The genre of seascapes has its own connection with landscapes, which became a popular tradition after the Renaissance. Rather than being part of a narrative, the landscape tradition was linked with empire-building. Alongside the growth in Maritime trade was a creative engagement with the sea that artists have long explored and absorbed.

Artists like J.M.W Turner helped to expand the new nautical aesthetic, breaking with established conventions. For most of Turner’s life in the 19th Century, England was at war; battle scenes were important but not the only subject he depicted. What stands out now are not the historic battle traditions or the Romantic sublime with their reminders of mortality, but the volumes of sketchbooks, oil paintings and drawings of an artist’s obsessive relationship with the sea.

In the 20th Century seascapes were still a popular choice for artists who chose to live and work around the coast of Rye. The Stormonts, who set up Rye Art Gallery, chose to have their studio looking out towards Dungeness – the place where prodigious filmmaker Derek Jarman spent his final years in ‘Prospect Cottage’ creating his fantastical garden. His neighbour, Brian Yale, is featured in the main gallery, whose striking lines in Pill Box reveal the omnipresence of the horizon of Rye Harbour. Through the peephole in the pillbox, you can just about see where the sea meets the sky.
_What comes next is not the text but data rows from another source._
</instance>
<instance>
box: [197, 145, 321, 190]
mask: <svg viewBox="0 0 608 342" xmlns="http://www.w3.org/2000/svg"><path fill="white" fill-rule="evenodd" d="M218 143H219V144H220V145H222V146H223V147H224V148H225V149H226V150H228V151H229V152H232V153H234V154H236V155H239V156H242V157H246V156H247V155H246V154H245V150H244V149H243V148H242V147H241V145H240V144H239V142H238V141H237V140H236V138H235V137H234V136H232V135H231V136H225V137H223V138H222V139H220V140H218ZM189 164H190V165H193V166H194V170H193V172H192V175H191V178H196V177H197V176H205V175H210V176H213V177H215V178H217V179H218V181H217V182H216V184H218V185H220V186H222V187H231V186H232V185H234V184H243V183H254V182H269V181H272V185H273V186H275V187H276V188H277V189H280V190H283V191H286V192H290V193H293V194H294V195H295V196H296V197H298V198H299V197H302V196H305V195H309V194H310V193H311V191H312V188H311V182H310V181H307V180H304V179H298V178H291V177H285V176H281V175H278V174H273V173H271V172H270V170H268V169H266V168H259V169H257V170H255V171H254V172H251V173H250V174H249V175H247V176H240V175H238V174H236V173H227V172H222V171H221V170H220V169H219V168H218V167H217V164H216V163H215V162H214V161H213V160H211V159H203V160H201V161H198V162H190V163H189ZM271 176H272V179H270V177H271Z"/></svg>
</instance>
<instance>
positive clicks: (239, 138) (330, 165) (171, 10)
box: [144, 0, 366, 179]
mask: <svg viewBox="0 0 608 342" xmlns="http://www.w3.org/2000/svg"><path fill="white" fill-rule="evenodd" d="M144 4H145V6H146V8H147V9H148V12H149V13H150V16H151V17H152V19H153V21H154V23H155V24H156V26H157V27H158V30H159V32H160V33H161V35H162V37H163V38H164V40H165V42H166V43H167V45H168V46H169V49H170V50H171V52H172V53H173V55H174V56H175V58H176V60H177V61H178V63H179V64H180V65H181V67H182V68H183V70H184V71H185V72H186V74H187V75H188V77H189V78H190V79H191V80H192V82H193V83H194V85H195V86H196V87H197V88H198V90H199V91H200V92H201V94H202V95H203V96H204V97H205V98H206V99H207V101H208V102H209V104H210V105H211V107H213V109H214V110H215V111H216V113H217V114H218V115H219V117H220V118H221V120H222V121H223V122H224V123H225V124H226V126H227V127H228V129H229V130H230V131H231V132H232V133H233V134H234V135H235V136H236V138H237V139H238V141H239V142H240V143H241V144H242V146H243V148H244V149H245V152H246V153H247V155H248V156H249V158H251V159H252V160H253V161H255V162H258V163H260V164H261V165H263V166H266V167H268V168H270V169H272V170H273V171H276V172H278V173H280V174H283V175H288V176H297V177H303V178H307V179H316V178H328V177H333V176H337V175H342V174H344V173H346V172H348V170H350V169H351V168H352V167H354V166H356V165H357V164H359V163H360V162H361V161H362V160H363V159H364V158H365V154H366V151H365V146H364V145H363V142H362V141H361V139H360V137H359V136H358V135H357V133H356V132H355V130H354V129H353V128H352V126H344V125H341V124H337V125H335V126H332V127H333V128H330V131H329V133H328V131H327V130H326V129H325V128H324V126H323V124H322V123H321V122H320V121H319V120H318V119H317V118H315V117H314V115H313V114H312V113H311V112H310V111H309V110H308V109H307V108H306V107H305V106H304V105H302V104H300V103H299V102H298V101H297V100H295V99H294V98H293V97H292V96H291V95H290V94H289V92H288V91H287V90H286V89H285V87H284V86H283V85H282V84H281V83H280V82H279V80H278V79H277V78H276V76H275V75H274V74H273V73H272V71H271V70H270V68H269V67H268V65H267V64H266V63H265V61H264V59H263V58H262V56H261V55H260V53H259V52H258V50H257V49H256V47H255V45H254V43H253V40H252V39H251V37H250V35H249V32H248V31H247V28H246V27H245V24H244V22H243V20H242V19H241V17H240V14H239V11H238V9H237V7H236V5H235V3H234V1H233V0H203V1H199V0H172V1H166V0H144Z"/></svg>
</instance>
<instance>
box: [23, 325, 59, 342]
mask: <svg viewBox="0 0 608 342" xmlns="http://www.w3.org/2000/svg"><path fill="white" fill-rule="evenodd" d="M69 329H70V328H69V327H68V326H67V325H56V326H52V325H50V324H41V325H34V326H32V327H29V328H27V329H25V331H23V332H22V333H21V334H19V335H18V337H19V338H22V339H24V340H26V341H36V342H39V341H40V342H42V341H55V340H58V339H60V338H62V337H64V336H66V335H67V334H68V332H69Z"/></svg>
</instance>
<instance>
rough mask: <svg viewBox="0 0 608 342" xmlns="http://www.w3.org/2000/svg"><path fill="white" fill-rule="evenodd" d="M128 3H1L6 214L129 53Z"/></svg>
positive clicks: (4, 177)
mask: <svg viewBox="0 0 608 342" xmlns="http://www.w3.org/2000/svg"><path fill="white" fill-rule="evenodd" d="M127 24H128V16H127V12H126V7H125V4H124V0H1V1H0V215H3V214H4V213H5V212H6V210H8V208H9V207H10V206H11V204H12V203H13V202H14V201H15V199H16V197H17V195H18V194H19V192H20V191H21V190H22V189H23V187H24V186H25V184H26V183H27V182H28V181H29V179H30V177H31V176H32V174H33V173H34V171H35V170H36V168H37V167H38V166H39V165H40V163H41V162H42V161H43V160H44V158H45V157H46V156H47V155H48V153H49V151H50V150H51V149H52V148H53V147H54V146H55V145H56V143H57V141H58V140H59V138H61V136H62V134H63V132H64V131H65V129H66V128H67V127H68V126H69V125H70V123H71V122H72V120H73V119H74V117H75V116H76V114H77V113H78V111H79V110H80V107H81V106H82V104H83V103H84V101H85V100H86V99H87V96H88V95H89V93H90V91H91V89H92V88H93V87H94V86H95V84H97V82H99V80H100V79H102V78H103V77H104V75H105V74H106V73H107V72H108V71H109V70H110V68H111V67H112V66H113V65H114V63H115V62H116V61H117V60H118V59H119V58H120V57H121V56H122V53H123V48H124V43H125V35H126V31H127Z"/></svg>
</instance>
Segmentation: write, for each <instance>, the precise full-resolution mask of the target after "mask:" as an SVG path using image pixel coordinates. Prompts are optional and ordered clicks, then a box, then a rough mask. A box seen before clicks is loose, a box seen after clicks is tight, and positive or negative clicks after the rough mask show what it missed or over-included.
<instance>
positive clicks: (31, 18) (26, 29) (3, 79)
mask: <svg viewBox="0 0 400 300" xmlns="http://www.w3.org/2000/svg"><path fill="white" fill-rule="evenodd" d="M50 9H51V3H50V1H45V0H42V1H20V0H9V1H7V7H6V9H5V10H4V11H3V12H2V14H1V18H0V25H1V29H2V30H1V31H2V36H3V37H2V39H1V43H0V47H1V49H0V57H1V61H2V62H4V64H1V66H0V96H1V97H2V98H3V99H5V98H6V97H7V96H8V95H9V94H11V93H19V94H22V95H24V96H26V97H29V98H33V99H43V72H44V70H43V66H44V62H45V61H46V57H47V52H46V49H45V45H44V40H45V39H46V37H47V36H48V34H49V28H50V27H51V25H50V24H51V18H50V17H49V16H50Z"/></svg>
Keith Purser’s bright, whimsical paintings tell another story; his memory of living in St Ives is amalgamated into his current experience in Romney Marsh.
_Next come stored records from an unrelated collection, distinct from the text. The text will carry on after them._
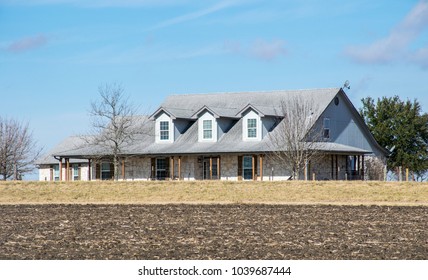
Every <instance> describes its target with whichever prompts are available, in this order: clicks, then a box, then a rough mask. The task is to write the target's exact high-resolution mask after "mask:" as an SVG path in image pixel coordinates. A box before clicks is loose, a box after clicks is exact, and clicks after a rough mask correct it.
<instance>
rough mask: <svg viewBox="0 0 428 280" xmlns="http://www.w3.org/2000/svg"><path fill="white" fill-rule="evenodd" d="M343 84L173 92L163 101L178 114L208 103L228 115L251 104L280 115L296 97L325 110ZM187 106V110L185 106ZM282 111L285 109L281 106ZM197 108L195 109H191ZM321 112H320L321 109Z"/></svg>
mask: <svg viewBox="0 0 428 280" xmlns="http://www.w3.org/2000/svg"><path fill="white" fill-rule="evenodd" d="M339 90H340V88H327V89H304V90H277V91H259V92H237V93H213V94H180V95H171V96H168V97H167V98H166V100H165V101H164V102H163V103H162V104H161V106H160V107H161V108H164V109H165V110H167V111H168V112H171V113H172V114H173V115H174V117H176V118H191V117H192V115H193V114H194V113H196V112H197V111H199V110H200V109H201V108H203V107H204V106H206V107H208V108H211V109H212V110H213V111H215V112H216V110H218V109H217V108H221V109H222V110H227V115H234V116H237V115H238V113H240V112H241V110H242V109H244V108H245V107H246V106H248V105H249V104H250V105H252V106H254V107H255V108H257V109H259V110H260V111H261V112H263V113H264V114H265V113H266V115H274V116H275V115H277V113H278V109H279V108H280V107H279V106H280V104H281V102H283V101H284V102H287V101H288V100H292V99H294V98H296V97H301V98H303V99H305V100H311V101H312V102H313V103H314V104H317V105H319V107H320V110H321V112H322V111H324V109H325V108H326V107H327V105H328V104H329V103H330V102H331V100H332V99H333V98H334V96H336V94H337V93H338V92H339ZM184 108H185V110H183V109H184ZM279 111H281V110H279ZM191 112H193V113H191ZM321 112H320V113H321Z"/></svg>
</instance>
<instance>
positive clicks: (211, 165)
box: [203, 157, 218, 180]
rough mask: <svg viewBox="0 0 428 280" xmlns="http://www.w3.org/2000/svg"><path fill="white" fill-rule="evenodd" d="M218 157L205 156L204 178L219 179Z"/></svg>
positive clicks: (205, 178) (203, 169) (207, 179)
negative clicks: (217, 160) (218, 172)
mask: <svg viewBox="0 0 428 280" xmlns="http://www.w3.org/2000/svg"><path fill="white" fill-rule="evenodd" d="M217 160H218V158H217V157H210V158H204V160H203V179H204V180H216V179H218V166H217Z"/></svg>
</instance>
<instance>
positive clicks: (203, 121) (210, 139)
mask: <svg viewBox="0 0 428 280" xmlns="http://www.w3.org/2000/svg"><path fill="white" fill-rule="evenodd" d="M208 126H209V127H208ZM208 136H209V137H208ZM202 138H203V139H204V140H212V139H213V121H212V120H202Z"/></svg>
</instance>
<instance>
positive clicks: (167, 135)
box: [159, 121, 169, 140]
mask: <svg viewBox="0 0 428 280" xmlns="http://www.w3.org/2000/svg"><path fill="white" fill-rule="evenodd" d="M159 124H160V130H159V131H160V140H169V122H168V121H161V122H160V123H159Z"/></svg>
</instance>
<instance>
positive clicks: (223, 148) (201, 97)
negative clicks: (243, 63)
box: [39, 88, 369, 164]
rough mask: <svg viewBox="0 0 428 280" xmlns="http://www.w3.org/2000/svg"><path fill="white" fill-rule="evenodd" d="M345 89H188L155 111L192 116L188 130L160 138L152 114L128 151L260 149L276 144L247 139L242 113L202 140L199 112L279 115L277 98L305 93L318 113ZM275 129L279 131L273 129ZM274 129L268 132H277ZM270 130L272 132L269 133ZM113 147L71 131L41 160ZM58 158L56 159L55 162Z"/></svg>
mask: <svg viewBox="0 0 428 280" xmlns="http://www.w3.org/2000/svg"><path fill="white" fill-rule="evenodd" d="M339 91H340V89H339V88H332V89H313V90H291V91H269V92H242V93H219V94H185V95H172V96H169V97H167V99H166V100H165V101H164V102H163V103H162V104H161V106H160V108H159V109H158V110H157V111H156V112H155V113H154V114H153V115H152V116H155V115H157V114H158V113H160V112H161V111H162V110H164V111H166V112H167V113H168V114H173V116H172V117H173V118H184V119H188V120H190V121H192V122H193V123H192V124H191V125H190V127H189V128H188V130H187V131H186V132H185V133H184V134H182V135H180V136H179V137H178V139H176V140H175V141H174V143H169V144H166V143H156V142H155V136H154V135H155V133H154V132H155V131H154V129H155V121H154V119H153V118H150V119H149V117H142V116H139V118H141V120H143V121H144V128H143V129H142V130H143V131H144V132H145V133H144V134H141V135H139V136H138V137H137V138H136V139H135V140H134V143H133V144H131V145H129V146H128V147H126V149H124V151H123V153H124V154H127V155H171V154H174V155H179V154H215V153H257V152H260V153H262V152H268V151H270V150H271V146H270V145H269V143H268V142H269V136H266V137H264V139H262V140H261V141H243V140H242V119H239V120H238V121H237V122H236V123H235V124H234V125H233V126H232V128H231V129H230V130H229V131H228V132H227V133H224V134H223V135H222V137H221V138H220V139H219V140H218V141H217V142H198V123H197V121H196V117H197V113H201V112H203V110H204V109H207V110H209V111H211V112H214V113H215V114H216V115H218V116H219V117H229V118H235V119H236V118H239V117H240V114H241V113H243V112H244V111H245V108H249V107H251V108H254V109H255V110H257V111H259V112H260V113H262V114H263V115H266V116H275V115H277V114H278V111H280V110H279V109H278V104H281V102H283V101H284V102H287V100H291V99H294V98H295V97H297V96H298V97H301V98H304V99H307V100H311V101H312V102H313V103H314V104H317V105H318V108H315V109H316V111H315V112H314V114H315V117H316V118H318V117H319V116H320V115H321V113H322V112H323V111H324V110H325V108H326V107H327V106H328V104H329V103H330V102H331V101H332V100H333V98H334V97H335V96H336V95H337V94H338V92H339ZM273 132H274V131H273ZM273 132H269V133H273ZM268 135H269V134H268ZM319 148H320V150H323V151H326V152H337V153H340V152H347V153H369V151H365V150H362V149H359V148H356V147H350V146H346V145H342V144H336V143H320V144H319ZM106 153H108V151H105V150H104V149H103V148H102V147H99V146H90V145H87V144H85V143H84V141H83V140H82V138H80V137H69V138H67V139H65V140H64V141H63V142H62V143H61V144H60V145H58V146H57V147H55V148H54V149H53V150H51V151H50V152H49V153H48V155H47V156H45V157H44V158H43V159H41V160H40V161H39V164H41V163H45V164H46V163H51V161H52V159H53V157H52V155H56V156H63V157H66V156H68V157H76V158H78V157H90V156H100V155H103V154H106ZM54 162H57V161H56V160H55V159H54V161H52V163H54Z"/></svg>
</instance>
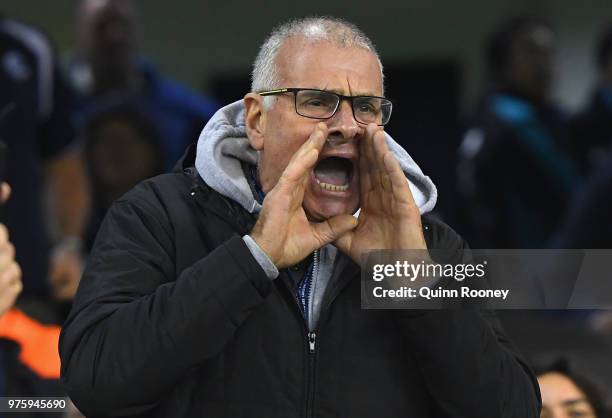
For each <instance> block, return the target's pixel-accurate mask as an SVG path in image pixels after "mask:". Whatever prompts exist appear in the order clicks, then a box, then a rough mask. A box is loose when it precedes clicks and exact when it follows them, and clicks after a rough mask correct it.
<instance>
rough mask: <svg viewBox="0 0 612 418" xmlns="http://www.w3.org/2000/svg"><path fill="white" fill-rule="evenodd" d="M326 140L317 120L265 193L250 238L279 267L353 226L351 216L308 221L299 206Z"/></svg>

Longtime resident, or ‘Ryer’ Fred Cuming RA is featured in the cosy back room, a place of contemplation where the viewer can absorb his work. His marvelous muddy depiction of Rye Harbour in Buoy reveals his command of colour. Have you ever seen a mud bank that navigates between fawn, taupe and burgundy?

The exhibition includes new artists for the gallery; Professor Alice Kettle is one; her large textile piece Sea Figure not only brings texture and absorption to the show but contemporary politics. The heavily embroidered, shimmery sea has an ominous side – as you look closer, you can see a lone figure struggling to stay afloat – a stark commentary on the perilous journeys that refugees take when seeking sanctuary. There is a poignant parallel here with the recent landings of refugees a few miles down the road in Pett Level.

Lastly, of note is Rachel Arif, whose work not only pays homage to Fred Cuming RA, but recalls Turner’s understanding of light and the differing daily behavior of the sea as sky and sea merge in storms and chaos.